The military health system is used by about 9.5 million active-duty personnel, military retirees and their dependents, and it operates hundreds of facilities around the world.
Two senior defense officials told POLITICO that the cuts would have effectively gutted the Pentagon’s health care system during a nationwide pandemic.
“A lot of the decisions were made in dark, smoky rooms, and it was driven by arbitrary numbers of cuts,” said one senior defense official with knowledge of the process. “They wanted to book the savings to be able to report it.”
Lawmakers and advocacy organizations, including VoteVets, swiftly criticized the Trump administration after the proposal came to light.
Top DoD leaders have argued that the country’s private health system can pick up the slack from cuts. But some Trump officials, including the health department’s top emergency response official, had previously warned the Pentagon against earlier cuts, saying the civilian health system would not be able to absorb the military’s potential needs.

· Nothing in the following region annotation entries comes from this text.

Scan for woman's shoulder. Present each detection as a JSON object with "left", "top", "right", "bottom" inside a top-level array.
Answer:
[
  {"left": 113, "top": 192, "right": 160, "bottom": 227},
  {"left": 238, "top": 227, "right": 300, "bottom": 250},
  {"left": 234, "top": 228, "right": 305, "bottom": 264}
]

The Pentagon noted that Esper had yet to be briefed on the proposal, part of the secretary’s Defense-wide review. “The [chief management officer], Lisa Hershman, will be bringing recommendations on a wide range of DoD budget issues (including healthcare) to the Secretary and his leadership team in the coming weeks where proposals will be reviewed,” tweeted Pentagon spokesperson Jonathan Hoffman.
The move quickly threatened to become an issue during the presidential campaign.
“Secretary Esper and President Trump, it’s a president’s job to protect the health and safety of our troops and their families,” Democratic presidential hopeful Joe Biden tweeted on Monday. “Gutting the military health care system — no less during a global pandemic — is unacceptable.”